Race results – Scott 4th, Dario 5th. On the plus side, Dario leads the championship points standings coming out of the race.
I really LOVE not having to get up at 5:15 AM anymore. I can count on one hand the number of times I’ve needed to set an alarm clock in the last 2 months (mostly travel related) and I’ve never slept past the time it was set to go off. I usually go to bed between 10:30 and 11 PM and I usually wake up between 7 and 8 AM. Go ahead and hate me for that. I think I’m still working off some long term sleep deprivation.
Our travel schedule has been a little intense since I retired. My husband and I had the privilege of being able to purchase Target Chip Ganassi team credentials for the 2010 racing season and we’re trying to attend as many races as possible this year. (For more information on the Indy Racing League, check out http://www.indycar.com/ or http://www.ganassi.com/) We missed a few at the beginning of the season, but have been to every race since the beginning of June. I’ll try to do a short post of each of the races as part of my “catch-up” blogging.
I don’t feel like I’ve had a lot of real free time so far. A big part of that is the travel, especially when you consider the amount of planning that goes into it. I’ve made 14 hotel reservations so far this year. I’ve also had a fair amount of financial stuff to sort through. I’m certainly feeling less stressed and doing things at a more leisurely pace, rather than feeling like I have to cram so much into every day.

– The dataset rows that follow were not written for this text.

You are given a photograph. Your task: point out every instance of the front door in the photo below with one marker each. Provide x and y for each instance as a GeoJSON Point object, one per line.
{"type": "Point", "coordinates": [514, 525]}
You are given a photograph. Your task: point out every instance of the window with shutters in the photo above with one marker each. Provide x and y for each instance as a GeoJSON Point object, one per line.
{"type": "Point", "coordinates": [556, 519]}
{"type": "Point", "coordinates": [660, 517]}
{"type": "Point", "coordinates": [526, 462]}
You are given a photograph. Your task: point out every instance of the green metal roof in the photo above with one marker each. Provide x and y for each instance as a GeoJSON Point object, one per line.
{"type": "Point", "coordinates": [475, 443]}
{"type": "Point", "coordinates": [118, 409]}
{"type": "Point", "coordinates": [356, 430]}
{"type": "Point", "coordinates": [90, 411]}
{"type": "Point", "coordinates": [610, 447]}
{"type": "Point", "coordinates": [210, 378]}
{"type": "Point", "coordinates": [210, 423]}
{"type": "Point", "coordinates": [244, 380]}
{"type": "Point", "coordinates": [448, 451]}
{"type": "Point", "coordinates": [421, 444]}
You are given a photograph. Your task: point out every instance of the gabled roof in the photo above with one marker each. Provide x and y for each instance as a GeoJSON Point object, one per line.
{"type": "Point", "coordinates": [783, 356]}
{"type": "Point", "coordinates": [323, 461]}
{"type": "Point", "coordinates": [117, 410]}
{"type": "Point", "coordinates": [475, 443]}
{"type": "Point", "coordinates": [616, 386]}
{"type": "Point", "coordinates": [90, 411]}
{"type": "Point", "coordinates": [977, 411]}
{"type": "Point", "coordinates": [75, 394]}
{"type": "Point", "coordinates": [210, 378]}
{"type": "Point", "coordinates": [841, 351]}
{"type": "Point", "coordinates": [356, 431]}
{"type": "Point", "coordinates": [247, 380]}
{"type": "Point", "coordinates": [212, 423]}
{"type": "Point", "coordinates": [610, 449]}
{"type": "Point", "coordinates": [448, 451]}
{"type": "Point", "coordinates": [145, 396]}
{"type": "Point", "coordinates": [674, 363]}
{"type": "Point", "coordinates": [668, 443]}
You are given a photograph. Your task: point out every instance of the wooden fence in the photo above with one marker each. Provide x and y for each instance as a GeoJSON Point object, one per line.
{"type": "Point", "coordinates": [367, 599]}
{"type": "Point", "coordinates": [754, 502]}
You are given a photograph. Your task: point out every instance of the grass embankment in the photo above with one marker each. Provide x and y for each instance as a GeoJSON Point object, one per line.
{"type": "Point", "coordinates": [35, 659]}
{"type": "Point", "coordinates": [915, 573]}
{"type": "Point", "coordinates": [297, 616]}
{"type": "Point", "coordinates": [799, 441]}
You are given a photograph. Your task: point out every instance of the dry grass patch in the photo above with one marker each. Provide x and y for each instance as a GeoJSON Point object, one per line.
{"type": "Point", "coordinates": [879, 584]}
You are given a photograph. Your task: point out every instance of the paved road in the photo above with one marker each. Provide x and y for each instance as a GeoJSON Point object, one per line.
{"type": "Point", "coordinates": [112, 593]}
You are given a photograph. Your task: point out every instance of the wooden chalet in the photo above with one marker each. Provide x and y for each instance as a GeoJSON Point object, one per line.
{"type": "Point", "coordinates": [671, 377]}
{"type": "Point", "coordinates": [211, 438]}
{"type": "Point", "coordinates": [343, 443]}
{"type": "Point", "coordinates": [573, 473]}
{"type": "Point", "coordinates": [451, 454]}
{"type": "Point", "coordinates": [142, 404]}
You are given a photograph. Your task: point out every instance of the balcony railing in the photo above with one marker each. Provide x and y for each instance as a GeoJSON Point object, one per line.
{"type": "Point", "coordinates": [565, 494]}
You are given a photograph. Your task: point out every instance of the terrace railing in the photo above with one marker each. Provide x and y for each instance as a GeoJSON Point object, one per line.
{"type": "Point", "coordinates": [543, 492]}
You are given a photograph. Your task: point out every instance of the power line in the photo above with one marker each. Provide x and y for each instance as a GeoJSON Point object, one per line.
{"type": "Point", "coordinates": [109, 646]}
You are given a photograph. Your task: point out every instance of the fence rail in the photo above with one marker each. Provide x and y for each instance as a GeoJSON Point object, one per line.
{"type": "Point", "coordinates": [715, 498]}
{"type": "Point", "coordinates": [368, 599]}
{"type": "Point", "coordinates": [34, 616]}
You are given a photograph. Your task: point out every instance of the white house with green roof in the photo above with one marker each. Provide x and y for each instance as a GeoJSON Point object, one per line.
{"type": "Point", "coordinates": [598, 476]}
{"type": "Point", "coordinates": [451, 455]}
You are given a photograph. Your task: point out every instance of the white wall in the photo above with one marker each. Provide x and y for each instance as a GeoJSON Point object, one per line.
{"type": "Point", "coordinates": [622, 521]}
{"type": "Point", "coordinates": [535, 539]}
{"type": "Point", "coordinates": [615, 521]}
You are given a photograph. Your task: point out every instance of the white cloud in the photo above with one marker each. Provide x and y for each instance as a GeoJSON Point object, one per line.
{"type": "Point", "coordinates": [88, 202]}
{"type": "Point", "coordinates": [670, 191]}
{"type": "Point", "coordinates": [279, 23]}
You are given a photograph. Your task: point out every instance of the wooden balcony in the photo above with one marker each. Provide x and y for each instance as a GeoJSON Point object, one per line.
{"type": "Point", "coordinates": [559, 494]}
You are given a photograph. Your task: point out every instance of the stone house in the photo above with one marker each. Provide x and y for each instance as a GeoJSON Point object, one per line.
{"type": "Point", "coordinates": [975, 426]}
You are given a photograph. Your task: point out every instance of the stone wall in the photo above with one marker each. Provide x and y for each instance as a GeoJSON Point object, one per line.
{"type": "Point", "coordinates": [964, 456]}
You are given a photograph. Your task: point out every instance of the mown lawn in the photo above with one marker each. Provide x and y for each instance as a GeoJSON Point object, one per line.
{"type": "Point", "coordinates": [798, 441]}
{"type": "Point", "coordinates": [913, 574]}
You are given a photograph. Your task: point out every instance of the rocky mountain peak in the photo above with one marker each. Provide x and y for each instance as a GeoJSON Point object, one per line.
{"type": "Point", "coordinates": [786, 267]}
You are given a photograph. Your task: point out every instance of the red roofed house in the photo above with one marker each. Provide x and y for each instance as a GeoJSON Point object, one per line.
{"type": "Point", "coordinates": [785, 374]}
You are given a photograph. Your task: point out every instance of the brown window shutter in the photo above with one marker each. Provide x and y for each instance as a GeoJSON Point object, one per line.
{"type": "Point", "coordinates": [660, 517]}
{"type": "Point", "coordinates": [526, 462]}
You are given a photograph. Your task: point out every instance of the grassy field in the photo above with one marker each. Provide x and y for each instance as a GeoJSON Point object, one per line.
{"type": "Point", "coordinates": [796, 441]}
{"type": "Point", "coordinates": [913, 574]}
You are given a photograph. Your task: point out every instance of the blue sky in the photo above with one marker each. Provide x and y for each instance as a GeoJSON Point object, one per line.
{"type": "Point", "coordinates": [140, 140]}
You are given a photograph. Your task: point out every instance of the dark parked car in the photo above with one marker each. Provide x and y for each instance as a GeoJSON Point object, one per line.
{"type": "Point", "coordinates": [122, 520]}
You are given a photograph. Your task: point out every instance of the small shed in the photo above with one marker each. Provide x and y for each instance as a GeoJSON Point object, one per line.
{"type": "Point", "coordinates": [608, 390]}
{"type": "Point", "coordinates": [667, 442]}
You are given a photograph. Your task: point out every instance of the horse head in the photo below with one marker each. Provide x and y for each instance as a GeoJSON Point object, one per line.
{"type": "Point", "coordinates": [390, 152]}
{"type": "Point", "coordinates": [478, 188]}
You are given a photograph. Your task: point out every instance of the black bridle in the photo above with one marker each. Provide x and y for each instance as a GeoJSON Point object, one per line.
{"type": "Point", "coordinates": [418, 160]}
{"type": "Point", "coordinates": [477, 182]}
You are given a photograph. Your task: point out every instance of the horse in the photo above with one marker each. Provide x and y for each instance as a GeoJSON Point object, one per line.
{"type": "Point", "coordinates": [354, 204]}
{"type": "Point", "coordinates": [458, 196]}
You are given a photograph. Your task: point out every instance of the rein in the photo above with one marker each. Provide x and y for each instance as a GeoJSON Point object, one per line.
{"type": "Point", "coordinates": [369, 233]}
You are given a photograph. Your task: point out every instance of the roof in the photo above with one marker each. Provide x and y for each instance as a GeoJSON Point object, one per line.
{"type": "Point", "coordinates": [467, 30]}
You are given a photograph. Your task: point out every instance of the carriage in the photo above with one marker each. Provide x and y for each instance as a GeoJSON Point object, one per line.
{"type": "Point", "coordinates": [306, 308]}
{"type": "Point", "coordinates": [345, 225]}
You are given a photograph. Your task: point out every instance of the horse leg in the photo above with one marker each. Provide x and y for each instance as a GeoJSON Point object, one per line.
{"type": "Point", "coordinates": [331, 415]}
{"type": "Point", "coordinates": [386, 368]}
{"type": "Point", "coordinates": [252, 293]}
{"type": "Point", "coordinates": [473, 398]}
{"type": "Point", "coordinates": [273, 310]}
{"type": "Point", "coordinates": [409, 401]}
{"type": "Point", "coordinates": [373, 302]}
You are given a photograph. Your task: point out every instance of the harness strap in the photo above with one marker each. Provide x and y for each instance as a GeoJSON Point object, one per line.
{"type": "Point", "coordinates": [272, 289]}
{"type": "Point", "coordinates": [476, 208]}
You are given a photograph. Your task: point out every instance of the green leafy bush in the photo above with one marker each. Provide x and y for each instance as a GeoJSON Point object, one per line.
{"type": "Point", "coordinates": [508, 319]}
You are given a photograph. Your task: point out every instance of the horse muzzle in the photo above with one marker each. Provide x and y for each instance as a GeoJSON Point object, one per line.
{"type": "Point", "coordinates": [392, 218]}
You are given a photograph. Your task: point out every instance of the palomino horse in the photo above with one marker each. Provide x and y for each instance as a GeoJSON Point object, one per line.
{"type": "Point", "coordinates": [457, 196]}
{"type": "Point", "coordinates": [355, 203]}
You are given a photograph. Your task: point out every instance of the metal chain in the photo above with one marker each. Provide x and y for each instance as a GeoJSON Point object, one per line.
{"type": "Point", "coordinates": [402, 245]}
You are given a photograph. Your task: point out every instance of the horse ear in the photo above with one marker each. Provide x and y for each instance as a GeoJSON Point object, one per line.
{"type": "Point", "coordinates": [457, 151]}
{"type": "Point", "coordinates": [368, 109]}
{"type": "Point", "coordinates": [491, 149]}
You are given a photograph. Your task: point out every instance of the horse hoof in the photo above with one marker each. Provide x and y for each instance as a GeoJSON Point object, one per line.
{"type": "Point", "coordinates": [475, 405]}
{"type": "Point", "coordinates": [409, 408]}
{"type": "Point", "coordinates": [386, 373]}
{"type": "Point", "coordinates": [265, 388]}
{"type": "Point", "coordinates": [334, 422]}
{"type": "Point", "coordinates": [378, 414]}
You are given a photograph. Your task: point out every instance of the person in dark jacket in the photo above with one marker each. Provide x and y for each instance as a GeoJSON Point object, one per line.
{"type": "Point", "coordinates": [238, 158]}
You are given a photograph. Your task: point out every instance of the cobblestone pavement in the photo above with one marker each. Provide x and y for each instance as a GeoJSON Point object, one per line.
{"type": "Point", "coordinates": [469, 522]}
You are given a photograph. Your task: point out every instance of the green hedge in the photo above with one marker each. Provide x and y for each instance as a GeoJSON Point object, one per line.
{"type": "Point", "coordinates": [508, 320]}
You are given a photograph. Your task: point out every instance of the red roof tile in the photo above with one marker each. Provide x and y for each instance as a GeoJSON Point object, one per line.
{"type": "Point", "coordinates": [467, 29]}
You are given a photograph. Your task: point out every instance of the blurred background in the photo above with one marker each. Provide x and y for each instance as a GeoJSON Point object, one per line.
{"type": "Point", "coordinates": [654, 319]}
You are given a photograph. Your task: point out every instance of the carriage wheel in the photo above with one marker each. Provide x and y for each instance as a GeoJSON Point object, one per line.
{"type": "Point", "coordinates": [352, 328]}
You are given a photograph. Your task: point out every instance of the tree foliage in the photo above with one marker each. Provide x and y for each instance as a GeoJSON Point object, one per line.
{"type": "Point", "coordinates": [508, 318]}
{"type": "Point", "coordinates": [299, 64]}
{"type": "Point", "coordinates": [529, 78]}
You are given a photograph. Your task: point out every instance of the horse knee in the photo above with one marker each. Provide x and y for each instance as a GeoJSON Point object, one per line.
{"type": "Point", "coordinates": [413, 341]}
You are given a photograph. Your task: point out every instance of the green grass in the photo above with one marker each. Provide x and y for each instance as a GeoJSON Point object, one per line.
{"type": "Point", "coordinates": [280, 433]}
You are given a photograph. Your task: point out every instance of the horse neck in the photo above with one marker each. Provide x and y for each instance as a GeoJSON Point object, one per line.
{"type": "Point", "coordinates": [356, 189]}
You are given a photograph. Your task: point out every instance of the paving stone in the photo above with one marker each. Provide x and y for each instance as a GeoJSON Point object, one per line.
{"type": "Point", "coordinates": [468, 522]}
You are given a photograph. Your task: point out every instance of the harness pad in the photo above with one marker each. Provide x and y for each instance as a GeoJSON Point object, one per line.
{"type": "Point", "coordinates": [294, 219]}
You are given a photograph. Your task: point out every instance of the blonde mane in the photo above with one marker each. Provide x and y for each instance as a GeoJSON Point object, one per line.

I made my first ever lasagna. It wasn’t a total disaster but it certainly wasn’t worth the ridiculous amount of time and effort I put into it. I think I like the idea of cooking more than the actual cooking. I’m hoping to get better but I don’t think I will ever be really good at it. My idea of the perfect recipe is one with 6 ingredients or less that takes no more than 30 minutes to make, has no more than 500 calories per serving and is low in sodium and fat. Did I mention it needs to taste good too? I have about 3 recipes that meet all of the criteria, if I can expand it to 30 I will be overjoyed.
I haven’t spent a lot of time on photography yet, although I am getting some things posted on my website. I am not impressed with the photo album capability on the site but at least I’m getting something out there. For anyone who missed my retirement slide show, most of the photos will be on the site in one of the folders.
Oops, I think it’s time for bed.
On May 28th, ten days before my 46th birthday and less than a month before what would have been my 24th anniversary with Target Corporation, I “retired.” I use the word retired because I did not leave to take another job, nor do I intend to ever work in a traditional job again. In the spirit of that intent, my director and HR were kind enough to throw me a really classy and very fun retirement party. With cake. (I use the quotation marks around the word retired because the government doesn’t officially recognize retirement before the age of 55. So consider it sort of a CYA, if you will.)
When I announced my retirement, I received one of two reactions from people. The first was along the lines of “I hate you/I’m so jealous” and the second was some variation of “Take me with you.” So I think it’s fair to say that the idea of a really early retirement appeals to a lot of people. Of course it leads to an obvious question – what next? This blog is part of the answer. I would never have made the time to do something like this while I was working. I also have a lot of ambitious travel plans and the desire to do a lot more with my photography. That feels like enough for the short term. Maybe in a year or so I’ll need something else. Or maybe not.